Training · intermediate
Loss Function (objective, cost function)
A loss function measures how wrong a model's predictions are. Training minimizes it. For LLMs the loss is the cross-entropy of predicted vs. actual next tokens.
Explanation
For LLMs, the loss is almost always cross-entropy over the vocabulary: the negative log-probability the model assigned to the correct next token. Average it over all positions and all training examples.
Lower loss usually means a better model, but not always — especially after RLHF, where the goal shifts to maximizing a learned reward rather than matching specific text.
Examples
- Cross-entropy loss in next-token prediction.

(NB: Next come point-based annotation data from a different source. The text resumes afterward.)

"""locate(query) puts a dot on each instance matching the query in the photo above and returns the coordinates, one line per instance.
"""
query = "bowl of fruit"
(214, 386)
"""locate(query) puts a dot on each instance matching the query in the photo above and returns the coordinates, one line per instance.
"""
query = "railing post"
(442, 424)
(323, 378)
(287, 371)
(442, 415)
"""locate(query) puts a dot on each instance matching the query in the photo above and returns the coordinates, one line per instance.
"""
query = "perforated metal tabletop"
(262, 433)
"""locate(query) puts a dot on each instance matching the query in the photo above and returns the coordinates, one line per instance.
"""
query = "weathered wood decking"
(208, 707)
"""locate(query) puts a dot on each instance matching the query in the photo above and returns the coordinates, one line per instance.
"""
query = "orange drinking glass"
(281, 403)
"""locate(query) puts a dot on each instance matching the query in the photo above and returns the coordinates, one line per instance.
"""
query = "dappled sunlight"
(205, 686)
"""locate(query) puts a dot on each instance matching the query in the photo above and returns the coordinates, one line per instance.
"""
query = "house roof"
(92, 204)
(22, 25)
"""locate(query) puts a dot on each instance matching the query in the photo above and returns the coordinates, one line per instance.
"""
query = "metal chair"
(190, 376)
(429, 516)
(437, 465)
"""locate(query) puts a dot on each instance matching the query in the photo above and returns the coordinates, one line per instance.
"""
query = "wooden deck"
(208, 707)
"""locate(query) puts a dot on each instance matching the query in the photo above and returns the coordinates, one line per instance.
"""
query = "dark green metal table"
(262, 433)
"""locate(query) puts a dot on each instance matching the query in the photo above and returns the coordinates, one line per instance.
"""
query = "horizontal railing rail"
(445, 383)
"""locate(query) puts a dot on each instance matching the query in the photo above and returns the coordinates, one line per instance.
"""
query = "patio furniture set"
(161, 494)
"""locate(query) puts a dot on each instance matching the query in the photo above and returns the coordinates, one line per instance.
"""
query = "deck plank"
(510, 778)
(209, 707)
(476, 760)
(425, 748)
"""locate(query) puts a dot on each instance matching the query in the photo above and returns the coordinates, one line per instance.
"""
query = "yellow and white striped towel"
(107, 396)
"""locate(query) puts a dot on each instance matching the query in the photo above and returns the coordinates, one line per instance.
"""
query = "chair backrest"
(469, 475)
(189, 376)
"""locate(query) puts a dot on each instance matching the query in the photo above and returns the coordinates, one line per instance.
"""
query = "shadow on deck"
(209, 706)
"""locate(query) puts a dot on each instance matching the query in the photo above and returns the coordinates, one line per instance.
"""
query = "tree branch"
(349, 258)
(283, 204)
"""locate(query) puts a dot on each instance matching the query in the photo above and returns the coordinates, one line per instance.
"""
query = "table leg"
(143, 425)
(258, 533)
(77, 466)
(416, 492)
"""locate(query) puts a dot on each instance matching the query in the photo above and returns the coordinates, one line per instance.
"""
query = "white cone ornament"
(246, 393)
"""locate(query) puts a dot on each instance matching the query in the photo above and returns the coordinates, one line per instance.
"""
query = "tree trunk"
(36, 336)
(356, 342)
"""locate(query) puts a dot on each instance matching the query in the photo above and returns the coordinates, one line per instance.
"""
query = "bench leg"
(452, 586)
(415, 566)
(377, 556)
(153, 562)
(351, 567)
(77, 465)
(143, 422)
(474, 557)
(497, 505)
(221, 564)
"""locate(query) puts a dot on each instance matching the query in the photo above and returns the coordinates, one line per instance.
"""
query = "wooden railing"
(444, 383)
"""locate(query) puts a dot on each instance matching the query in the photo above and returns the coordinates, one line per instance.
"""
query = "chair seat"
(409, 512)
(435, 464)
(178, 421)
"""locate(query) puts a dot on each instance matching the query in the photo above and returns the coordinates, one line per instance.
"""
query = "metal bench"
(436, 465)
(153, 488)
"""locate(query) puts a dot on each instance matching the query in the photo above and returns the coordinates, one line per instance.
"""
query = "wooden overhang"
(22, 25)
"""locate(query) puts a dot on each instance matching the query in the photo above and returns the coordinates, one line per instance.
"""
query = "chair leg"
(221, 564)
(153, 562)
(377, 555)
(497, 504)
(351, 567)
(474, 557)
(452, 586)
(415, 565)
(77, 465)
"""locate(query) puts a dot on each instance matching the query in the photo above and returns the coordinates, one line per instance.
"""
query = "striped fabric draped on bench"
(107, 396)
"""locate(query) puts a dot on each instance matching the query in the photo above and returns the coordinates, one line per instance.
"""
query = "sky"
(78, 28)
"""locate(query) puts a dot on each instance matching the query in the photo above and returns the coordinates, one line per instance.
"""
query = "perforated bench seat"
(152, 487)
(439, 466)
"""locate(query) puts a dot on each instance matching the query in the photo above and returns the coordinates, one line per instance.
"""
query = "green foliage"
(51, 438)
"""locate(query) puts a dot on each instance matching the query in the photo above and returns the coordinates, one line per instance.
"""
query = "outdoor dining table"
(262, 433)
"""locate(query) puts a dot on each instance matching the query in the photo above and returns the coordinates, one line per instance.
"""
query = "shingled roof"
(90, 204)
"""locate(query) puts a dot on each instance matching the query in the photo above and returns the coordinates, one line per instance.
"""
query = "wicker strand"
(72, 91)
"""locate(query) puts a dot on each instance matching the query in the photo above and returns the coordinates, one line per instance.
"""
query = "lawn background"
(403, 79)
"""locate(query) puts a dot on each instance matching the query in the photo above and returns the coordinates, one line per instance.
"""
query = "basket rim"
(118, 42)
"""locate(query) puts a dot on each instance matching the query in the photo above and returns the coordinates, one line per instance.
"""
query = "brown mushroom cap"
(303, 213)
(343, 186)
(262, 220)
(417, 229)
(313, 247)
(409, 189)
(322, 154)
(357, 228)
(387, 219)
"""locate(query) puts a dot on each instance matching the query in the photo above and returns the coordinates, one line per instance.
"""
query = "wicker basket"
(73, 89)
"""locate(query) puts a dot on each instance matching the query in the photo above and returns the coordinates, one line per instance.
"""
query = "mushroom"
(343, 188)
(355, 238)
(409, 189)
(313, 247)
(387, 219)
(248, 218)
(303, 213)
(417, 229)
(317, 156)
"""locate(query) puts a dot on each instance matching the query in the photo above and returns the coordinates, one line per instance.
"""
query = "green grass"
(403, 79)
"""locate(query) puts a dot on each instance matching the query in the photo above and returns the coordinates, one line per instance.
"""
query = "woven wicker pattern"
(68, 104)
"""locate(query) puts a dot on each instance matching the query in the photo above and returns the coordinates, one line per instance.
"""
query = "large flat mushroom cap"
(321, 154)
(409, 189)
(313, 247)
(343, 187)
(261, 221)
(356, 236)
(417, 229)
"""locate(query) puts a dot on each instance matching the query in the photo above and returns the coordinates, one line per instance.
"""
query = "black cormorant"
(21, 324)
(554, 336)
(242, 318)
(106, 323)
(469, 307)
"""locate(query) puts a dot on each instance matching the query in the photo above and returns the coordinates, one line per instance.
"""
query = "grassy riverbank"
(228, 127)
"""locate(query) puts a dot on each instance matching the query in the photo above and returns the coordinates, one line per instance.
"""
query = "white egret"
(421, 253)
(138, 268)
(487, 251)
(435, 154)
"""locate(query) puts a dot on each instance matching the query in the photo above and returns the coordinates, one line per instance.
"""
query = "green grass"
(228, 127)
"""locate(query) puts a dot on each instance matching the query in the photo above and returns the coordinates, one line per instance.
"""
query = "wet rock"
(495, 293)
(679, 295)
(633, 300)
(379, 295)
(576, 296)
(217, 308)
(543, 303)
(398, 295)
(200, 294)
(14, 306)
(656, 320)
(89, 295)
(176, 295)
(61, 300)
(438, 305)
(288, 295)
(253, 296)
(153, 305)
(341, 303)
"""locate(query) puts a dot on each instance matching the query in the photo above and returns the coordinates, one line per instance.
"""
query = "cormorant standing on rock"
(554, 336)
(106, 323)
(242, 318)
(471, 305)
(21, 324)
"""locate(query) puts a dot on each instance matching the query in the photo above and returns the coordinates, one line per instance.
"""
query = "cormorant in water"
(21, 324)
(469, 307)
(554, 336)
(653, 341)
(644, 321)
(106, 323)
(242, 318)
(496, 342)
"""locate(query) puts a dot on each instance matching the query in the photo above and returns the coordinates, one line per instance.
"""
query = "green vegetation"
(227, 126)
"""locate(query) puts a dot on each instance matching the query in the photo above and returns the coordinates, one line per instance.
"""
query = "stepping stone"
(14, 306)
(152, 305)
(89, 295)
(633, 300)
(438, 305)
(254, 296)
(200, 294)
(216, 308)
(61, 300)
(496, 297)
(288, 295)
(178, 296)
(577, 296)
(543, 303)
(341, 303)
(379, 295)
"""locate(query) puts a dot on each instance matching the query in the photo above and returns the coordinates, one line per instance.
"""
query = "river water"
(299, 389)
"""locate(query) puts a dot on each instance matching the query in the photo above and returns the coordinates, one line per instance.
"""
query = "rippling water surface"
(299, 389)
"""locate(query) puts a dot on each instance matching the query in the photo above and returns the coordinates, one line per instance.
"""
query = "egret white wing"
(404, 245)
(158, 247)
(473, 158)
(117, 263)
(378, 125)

- Reward model loss in RLHF: how well it ranks pairs of responses.
Frequently asked
What is Loss Function?
A loss function measures how wrong a model's predictions are. Training minimizes it. For LLMs the loss is the cross-entropy of predicted vs. actual next tokens.
What is an example of loss function?
Cross-entropy loss in next-token prediction.
How is Loss Function related to Gradient Descent?
Loss Function and Gradient Descent are both training concepts. Gradient descent is the optimization algorithm at the heart of training: nudge each weight in the direction that reduces the loss, with a small step size set by the learning rate.
Is Loss Function considered intermediate?
Loss Function is generally considered intermediate-level material in the AI and LLM space.